Yesterday, I was on my weekly Fred Meyer run, browsing tabloid headlines while waiting in the checkout line. The one that caught my eye featured a picture of a very-pregnant Kim Kardashian, wearing a hideous tent of a dress, captioned "Kim at her heaviest!!!!" Next to this was a picture of a several-months-postpartum Kim Kardashian, wearing underwear and showing off flat abs and a not-so-flat bosom. The headline promised a satisfying story about how Kim, after hating her excessive pregnancy weight gain, is now finally getting her body back.
I've read numerous variations on that story thousands of times. How some celebrity or other, her body ruined by pregnancy and childbirth, is now (with the help of some trainer or diet or other miracle cure) getting her body back. Women throw it around all the time. I've started working out again. Here's to getting my body back. Probably, I've said it myself. It bothers me though, so much. What does it even mean? Getting what body back, precisely? Did my body disappear somewhere when I was pregnant?
Don't get me wrong. I'm really struggling to love and accept my body right now. I gained a fair bit of weight with this pregnancy, and I'm hanging on to it. I know it's normal with a second pregnancy, and I know I need to keep a fair bit of fat around in order to have a healthy milk supply, but it's hard. I'm popping out of my "fat" clothes, and I'm nowhere near my "skinny" ones. My abs are completely stretched out, and the rest of my muscles are not near as strong as I'm used to. I still can't wear my wedding ring. So do I want to change some things about my body, eventually? Yes.

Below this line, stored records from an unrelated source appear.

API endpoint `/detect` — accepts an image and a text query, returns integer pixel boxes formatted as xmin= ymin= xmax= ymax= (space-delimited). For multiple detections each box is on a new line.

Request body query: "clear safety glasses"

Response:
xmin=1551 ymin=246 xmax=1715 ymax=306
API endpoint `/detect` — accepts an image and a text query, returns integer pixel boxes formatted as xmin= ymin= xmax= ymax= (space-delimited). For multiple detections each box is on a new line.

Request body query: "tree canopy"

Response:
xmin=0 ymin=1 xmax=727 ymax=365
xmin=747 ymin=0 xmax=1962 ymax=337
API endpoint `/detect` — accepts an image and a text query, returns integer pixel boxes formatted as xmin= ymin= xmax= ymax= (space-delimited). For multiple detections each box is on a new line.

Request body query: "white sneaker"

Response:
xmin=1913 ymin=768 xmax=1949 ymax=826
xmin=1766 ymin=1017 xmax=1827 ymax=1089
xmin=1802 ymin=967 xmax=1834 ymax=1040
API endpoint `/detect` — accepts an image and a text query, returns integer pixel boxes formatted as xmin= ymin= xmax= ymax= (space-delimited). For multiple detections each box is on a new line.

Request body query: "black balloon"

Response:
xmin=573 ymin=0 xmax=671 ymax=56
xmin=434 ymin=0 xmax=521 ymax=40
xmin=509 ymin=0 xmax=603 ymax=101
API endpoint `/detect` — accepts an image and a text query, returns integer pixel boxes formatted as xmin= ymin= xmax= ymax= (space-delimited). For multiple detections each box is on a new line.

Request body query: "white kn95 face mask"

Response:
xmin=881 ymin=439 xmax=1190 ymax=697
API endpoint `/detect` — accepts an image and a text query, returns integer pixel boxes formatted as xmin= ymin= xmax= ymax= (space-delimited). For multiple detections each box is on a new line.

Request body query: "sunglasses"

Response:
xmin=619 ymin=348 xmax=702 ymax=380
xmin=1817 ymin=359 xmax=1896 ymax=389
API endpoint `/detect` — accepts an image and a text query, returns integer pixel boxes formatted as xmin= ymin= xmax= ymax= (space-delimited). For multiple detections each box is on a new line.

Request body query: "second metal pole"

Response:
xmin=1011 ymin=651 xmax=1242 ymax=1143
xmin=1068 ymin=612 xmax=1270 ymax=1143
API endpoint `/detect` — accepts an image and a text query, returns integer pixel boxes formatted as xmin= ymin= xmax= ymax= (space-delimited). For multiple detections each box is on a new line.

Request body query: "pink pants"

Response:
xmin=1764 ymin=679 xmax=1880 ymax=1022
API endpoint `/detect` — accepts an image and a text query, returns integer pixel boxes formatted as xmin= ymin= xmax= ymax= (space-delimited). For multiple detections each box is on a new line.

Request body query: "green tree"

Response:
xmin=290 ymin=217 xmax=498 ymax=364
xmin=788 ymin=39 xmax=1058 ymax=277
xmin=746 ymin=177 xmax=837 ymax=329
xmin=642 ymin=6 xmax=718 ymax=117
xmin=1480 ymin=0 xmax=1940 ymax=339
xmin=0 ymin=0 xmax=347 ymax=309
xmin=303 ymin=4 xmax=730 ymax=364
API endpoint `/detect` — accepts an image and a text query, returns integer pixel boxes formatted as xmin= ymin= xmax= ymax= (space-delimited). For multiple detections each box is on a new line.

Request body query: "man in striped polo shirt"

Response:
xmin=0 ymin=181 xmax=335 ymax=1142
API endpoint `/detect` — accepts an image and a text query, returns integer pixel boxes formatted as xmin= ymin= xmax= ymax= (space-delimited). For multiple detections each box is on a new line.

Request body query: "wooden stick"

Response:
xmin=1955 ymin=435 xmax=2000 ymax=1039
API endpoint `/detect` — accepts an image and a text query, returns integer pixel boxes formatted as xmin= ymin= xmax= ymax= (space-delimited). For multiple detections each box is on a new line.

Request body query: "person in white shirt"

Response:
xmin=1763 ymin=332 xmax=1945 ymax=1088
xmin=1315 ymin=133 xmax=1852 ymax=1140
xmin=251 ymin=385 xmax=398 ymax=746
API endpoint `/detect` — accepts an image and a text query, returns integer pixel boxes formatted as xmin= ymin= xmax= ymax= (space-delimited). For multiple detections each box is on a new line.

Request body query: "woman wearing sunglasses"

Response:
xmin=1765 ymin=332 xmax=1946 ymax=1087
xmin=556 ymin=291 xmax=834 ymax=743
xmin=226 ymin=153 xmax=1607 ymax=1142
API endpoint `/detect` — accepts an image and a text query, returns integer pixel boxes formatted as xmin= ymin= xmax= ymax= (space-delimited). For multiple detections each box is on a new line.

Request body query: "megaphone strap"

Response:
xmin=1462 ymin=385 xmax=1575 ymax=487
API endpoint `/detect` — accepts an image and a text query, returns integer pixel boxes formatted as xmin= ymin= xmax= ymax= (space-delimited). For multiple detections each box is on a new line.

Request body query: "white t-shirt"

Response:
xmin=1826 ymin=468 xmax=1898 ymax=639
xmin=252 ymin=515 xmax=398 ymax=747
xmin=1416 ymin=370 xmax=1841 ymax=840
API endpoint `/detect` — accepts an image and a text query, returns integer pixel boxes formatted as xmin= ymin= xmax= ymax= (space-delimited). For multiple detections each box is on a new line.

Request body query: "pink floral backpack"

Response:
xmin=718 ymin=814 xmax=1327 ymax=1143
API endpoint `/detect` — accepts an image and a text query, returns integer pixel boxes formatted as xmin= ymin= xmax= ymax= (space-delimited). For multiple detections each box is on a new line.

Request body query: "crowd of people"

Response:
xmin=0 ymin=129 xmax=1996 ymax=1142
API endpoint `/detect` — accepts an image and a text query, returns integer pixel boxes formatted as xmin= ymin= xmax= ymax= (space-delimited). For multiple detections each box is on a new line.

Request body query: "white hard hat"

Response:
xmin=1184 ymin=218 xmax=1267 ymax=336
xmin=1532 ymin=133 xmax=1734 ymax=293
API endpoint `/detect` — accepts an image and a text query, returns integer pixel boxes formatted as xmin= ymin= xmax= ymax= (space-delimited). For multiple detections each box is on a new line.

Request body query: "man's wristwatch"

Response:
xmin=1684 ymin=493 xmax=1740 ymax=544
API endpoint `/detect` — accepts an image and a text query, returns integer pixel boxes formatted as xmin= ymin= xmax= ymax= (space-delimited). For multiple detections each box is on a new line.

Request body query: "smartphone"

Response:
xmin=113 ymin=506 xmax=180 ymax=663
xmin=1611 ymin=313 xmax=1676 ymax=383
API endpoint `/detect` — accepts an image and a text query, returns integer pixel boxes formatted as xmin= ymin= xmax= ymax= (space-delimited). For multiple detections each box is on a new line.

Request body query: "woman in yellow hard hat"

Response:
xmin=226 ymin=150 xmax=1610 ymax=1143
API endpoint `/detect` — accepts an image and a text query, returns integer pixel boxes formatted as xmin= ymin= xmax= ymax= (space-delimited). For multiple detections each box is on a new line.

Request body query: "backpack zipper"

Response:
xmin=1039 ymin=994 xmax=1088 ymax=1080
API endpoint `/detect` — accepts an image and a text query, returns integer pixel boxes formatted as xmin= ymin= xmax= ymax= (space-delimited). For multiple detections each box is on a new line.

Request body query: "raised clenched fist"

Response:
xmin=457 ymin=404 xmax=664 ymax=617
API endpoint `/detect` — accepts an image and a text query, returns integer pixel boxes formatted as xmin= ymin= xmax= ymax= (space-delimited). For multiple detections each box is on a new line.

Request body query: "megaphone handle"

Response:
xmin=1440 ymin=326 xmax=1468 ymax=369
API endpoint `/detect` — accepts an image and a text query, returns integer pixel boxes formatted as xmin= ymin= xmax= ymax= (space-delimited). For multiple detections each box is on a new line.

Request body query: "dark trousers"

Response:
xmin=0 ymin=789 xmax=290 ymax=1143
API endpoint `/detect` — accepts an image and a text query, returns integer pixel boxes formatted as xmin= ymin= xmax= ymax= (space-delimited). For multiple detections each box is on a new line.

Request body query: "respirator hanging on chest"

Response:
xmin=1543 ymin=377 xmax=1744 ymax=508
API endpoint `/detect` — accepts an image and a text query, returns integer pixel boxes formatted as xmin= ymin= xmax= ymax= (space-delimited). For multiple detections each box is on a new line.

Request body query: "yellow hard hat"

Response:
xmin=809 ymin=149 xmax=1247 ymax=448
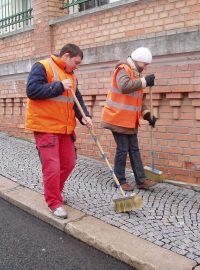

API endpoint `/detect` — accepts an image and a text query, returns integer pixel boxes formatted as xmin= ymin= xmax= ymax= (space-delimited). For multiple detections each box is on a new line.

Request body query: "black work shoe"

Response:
xmin=137 ymin=179 xmax=157 ymax=190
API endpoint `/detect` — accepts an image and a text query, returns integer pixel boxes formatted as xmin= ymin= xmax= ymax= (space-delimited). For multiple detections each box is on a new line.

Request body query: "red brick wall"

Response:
xmin=51 ymin=0 xmax=200 ymax=50
xmin=0 ymin=0 xmax=200 ymax=184
xmin=0 ymin=31 xmax=33 ymax=63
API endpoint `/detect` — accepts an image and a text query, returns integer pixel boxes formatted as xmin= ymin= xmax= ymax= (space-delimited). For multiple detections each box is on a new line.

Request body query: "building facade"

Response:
xmin=0 ymin=0 xmax=200 ymax=184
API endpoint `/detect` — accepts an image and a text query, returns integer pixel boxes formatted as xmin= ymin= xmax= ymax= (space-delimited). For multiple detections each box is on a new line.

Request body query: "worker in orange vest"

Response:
xmin=101 ymin=47 xmax=157 ymax=191
xmin=26 ymin=44 xmax=93 ymax=219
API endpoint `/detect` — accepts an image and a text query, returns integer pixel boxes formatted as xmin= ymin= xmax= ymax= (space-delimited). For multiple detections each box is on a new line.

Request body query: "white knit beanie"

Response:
xmin=131 ymin=47 xmax=152 ymax=64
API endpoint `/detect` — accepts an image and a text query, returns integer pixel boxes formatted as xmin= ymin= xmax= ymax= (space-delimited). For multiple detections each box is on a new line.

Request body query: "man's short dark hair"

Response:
xmin=60 ymin=44 xmax=83 ymax=59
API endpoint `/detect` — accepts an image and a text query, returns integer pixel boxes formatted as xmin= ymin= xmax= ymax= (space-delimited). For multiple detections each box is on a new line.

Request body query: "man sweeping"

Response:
xmin=101 ymin=47 xmax=157 ymax=191
xmin=25 ymin=44 xmax=93 ymax=219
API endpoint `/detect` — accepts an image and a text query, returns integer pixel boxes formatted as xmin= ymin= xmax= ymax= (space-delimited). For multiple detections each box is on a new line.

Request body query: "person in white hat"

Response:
xmin=101 ymin=47 xmax=157 ymax=191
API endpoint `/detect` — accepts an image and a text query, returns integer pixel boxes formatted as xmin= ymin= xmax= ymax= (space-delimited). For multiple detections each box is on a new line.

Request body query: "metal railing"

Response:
xmin=0 ymin=0 xmax=32 ymax=36
xmin=61 ymin=0 xmax=108 ymax=14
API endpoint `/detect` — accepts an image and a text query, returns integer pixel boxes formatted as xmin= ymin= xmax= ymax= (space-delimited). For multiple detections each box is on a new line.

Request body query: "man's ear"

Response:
xmin=63 ymin=52 xmax=70 ymax=59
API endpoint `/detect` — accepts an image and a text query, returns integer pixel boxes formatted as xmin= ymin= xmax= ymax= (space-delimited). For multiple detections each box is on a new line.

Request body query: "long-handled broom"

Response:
xmin=144 ymin=87 xmax=164 ymax=182
xmin=70 ymin=88 xmax=143 ymax=213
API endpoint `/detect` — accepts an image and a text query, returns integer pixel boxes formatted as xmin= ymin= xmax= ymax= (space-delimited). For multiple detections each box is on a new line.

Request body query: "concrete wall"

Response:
xmin=0 ymin=0 xmax=200 ymax=184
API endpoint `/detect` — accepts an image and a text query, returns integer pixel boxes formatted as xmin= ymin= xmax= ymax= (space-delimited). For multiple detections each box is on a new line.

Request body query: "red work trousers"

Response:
xmin=34 ymin=132 xmax=76 ymax=209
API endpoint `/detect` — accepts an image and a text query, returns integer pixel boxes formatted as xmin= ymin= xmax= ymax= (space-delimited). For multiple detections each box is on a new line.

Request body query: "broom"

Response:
xmin=70 ymin=87 xmax=143 ymax=213
xmin=144 ymin=87 xmax=164 ymax=182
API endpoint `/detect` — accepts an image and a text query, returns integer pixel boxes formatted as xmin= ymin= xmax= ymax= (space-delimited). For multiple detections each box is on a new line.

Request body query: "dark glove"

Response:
xmin=143 ymin=112 xmax=157 ymax=128
xmin=145 ymin=74 xmax=155 ymax=87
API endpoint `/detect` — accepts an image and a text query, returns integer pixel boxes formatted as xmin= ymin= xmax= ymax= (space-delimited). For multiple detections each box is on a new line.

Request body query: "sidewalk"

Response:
xmin=0 ymin=132 xmax=199 ymax=270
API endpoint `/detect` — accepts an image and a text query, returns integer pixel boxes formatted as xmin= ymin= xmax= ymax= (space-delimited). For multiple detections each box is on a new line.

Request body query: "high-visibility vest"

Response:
xmin=25 ymin=55 xmax=76 ymax=134
xmin=101 ymin=64 xmax=143 ymax=128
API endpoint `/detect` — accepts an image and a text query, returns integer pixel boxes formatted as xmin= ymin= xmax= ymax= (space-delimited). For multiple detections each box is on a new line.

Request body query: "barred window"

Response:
xmin=0 ymin=0 xmax=32 ymax=36
xmin=61 ymin=0 xmax=119 ymax=14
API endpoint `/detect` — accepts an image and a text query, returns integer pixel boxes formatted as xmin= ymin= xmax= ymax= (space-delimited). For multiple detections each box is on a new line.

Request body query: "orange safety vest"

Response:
xmin=101 ymin=64 xmax=143 ymax=128
xmin=25 ymin=55 xmax=76 ymax=134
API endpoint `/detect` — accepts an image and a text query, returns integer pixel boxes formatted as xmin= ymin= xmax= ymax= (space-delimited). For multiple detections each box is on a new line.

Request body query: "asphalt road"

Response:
xmin=0 ymin=198 xmax=135 ymax=270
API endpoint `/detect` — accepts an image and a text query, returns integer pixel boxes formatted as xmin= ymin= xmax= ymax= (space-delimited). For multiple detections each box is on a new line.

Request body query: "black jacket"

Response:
xmin=26 ymin=62 xmax=90 ymax=123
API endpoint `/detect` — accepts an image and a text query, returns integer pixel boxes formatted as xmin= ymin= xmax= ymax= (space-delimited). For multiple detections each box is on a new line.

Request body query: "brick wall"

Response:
xmin=0 ymin=0 xmax=200 ymax=184
xmin=50 ymin=0 xmax=200 ymax=49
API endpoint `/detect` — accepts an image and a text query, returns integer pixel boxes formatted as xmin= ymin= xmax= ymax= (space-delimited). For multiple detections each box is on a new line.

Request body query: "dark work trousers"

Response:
xmin=112 ymin=132 xmax=146 ymax=185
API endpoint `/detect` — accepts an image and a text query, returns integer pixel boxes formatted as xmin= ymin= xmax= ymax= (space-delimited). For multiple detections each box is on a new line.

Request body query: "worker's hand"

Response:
xmin=143 ymin=112 xmax=157 ymax=128
xmin=82 ymin=117 xmax=93 ymax=128
xmin=62 ymin=79 xmax=72 ymax=90
xmin=145 ymin=74 xmax=155 ymax=87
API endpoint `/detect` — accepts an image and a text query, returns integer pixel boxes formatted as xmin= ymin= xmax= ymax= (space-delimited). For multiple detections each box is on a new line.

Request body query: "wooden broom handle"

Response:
xmin=149 ymin=87 xmax=155 ymax=170
xmin=70 ymin=88 xmax=126 ymax=197
xmin=150 ymin=86 xmax=153 ymax=118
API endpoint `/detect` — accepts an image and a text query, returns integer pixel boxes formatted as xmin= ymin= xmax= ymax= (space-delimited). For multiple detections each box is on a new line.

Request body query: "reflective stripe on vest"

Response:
xmin=47 ymin=58 xmax=59 ymax=80
xmin=106 ymin=99 xmax=142 ymax=111
xmin=49 ymin=95 xmax=74 ymax=102
xmin=110 ymin=87 xmax=143 ymax=98
xmin=46 ymin=58 xmax=75 ymax=104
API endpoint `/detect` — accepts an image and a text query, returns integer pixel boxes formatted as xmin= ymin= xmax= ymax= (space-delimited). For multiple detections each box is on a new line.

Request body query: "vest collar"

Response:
xmin=127 ymin=56 xmax=136 ymax=69
xmin=127 ymin=57 xmax=141 ymax=77
xmin=51 ymin=55 xmax=66 ymax=70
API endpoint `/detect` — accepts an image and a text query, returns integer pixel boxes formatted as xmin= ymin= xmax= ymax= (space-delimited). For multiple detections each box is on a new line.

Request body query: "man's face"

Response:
xmin=62 ymin=53 xmax=82 ymax=73
xmin=136 ymin=61 xmax=149 ymax=72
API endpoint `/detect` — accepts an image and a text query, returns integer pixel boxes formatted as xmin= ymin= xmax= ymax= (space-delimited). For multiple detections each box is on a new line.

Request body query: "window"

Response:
xmin=61 ymin=0 xmax=109 ymax=14
xmin=0 ymin=0 xmax=32 ymax=35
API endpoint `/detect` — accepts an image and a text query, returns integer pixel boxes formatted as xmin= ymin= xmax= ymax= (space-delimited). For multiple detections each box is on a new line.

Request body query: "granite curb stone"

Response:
xmin=0 ymin=175 xmax=197 ymax=270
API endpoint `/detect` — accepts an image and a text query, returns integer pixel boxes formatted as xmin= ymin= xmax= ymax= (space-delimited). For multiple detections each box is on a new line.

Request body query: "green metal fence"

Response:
xmin=0 ymin=0 xmax=32 ymax=35
xmin=61 ymin=0 xmax=108 ymax=14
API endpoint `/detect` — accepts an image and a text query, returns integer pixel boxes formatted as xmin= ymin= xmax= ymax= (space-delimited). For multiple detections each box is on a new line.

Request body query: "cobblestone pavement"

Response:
xmin=0 ymin=132 xmax=200 ymax=264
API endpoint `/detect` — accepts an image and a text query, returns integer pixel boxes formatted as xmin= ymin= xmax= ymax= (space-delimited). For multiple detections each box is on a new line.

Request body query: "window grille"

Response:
xmin=61 ymin=0 xmax=109 ymax=14
xmin=0 ymin=0 xmax=32 ymax=36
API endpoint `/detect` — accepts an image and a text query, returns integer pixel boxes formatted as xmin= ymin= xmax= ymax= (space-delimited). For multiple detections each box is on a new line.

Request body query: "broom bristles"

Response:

But this is my body. Extra pounds and stretched-out muscles and lactating breasts included. Wholeheartedly included. This is the body with which I feed my baby, play with and snuggle my toddler, make love to my husband. This is the body that grew two people, brought them into the world, and then sustained them, by itself, for months. This is the body that I feed, the body I exercise, the body that carries me around and supports my life. Regardless of whether I like it or not (and I do, I really do, and when I don't, I try hard to anyway), it's still my body. The only body I've ever had and ever will have. It was my body when I was two, and seven, and fourteen, and twenty-three, and the body I will have when I'm thirty, and forty-five, and sixty, and eighty.
I guess the whole "get your body back" thing somehow implies to me that it was only my body when I was at my fittest, my most attractive, my most unscarred by carrying babies and growing older (basically, when I was eighteen). But if that's the way I think of it, I will never get my body back. And I will constantly be frustrated, and will hate my body, my real body, forever.
My body will always be older than it was yesterday. It will always be a bit more tired, a bit more stretched by life, than it was last year. Every pregnancy, every birth, every nursing relationship, comes out of my body, and wears it down. It will show, like wear always does. But it's still my body. It always has been. It always will be.
I'll try to keep it healthy and strong. That will mean different things at different times. Sometimes it will mean eating more, eating less, eating differently. Sometimes it will mean exercising intentionally, or building muscle, or losing fat. But I'll never be eighteen again. I could chase after that body all I wanted, and I imagine, if I tried hard, I could get somewhere close. But I'd still be older. And I'd be getting older, and further away from an eighteen-year-old body, every day.
So here's to my body, in the now. Not to "getting it back," because it never left. It's right here, it's working, and I'm going to do my very best to own and care for every inch of it, and to use it well. If it shows the use, well then, let that be.